News headline from the Redlands Police Department:
Downtown surveillance cameras were credited with the arrests of suspects in an auto burglary on Monday and vandalism of city property on Tuesday.
Shortly before 6:00 p.m. on August 6th, a witness reported two men breaking into a pickup truck in the south parking lot of the Krikorian movie theater at 340 North Eureka Street.
Based on the witness description, a camera operator in the Redlands Police Department dispatch center located the suspects in another area outside the theater and maintained surveillance on them while directing officers to the location. The suspects were contacted by officers as they stood in front of the theater. Officers also located property stolen from the vehicle nearby.

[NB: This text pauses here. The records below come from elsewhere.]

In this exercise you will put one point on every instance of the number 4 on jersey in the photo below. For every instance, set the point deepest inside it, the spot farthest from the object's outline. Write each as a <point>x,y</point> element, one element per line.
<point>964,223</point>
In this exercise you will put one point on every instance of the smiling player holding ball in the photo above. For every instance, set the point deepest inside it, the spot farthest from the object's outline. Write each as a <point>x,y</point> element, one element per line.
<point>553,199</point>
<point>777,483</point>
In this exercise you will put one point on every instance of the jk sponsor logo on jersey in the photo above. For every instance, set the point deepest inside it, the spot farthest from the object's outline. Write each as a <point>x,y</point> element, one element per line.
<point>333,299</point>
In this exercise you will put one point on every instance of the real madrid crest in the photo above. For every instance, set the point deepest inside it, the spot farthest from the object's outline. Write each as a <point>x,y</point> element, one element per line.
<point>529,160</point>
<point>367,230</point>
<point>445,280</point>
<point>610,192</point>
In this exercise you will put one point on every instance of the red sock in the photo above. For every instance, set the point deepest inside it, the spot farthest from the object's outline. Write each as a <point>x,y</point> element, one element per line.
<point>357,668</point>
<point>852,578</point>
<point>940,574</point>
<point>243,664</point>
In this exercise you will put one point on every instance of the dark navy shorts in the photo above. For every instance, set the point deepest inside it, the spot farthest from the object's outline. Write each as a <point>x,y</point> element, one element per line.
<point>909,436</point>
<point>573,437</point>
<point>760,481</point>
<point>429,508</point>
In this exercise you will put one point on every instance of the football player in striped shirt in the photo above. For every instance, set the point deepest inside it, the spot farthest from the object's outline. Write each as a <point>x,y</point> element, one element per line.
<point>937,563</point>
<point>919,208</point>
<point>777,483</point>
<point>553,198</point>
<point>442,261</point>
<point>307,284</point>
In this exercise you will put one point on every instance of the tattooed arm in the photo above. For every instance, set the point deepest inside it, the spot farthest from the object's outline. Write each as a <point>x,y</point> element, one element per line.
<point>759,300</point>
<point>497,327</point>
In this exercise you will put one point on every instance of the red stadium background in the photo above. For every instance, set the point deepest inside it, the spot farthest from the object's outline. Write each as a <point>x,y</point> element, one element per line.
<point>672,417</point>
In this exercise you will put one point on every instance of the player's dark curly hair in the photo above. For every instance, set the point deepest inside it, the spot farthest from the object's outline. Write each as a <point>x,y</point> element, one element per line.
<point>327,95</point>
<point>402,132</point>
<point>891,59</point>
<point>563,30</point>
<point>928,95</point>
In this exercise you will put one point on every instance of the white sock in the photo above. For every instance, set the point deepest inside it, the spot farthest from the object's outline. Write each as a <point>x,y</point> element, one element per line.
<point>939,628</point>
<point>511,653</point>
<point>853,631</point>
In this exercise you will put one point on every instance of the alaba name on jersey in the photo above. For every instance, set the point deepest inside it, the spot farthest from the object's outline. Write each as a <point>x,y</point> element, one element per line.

Arrested were Ryan Charles Tracy, 25, and Kyle Aaron Williams, also 25. Both men are local transients.
Further investigation later connected Tracy to a stolen vehicle that had been located in a parking lot at 11 East Colton Avenue on July 28th. The vehicle had been stolen earlier that day from Moreno Valley.
In a separate incident, shortly after 11:00 p.m. on August 7th, a surveillance camera operator witnessed a suspect using a marker to vandalize a city-owned trash bin in an alley behind a business in the 300 block of Orange Street. The camera operator maintained surveillance of the suspect as he vandalized another city-owned trash bin.
Police contacted Joshua Paul Alonza, 22, a few minutes later in an alley near Fifth Street with the marker in his possession. Alonza had a $100,000 warrant for prior vandalism. He was arrested on the warrant and cited for the additional vandalism.
Anyone with additional information on either of these incidents is asked to contact Redlands Police at 909-798-7681, or anonymously by texting 274637 using the keyword “REDTIP.”
The downtown surveillance cameras, approved by the City Council in November 2006, are part of a system that includes more than 100 cameras located in strategic areas of the City. The surveillance system is part of the Redlands Police Department’s strategy to leverage existing technology as “force multipliers.” The pan-tilt-zoom capable cameras can be viewed and controlled in the Police Department dispatch center, putting police “on scene” for incidents in public areas downtown even before the arrival of patrol units.
The project has been funded since 2006 by a combination of state and federal technology grants and private donations.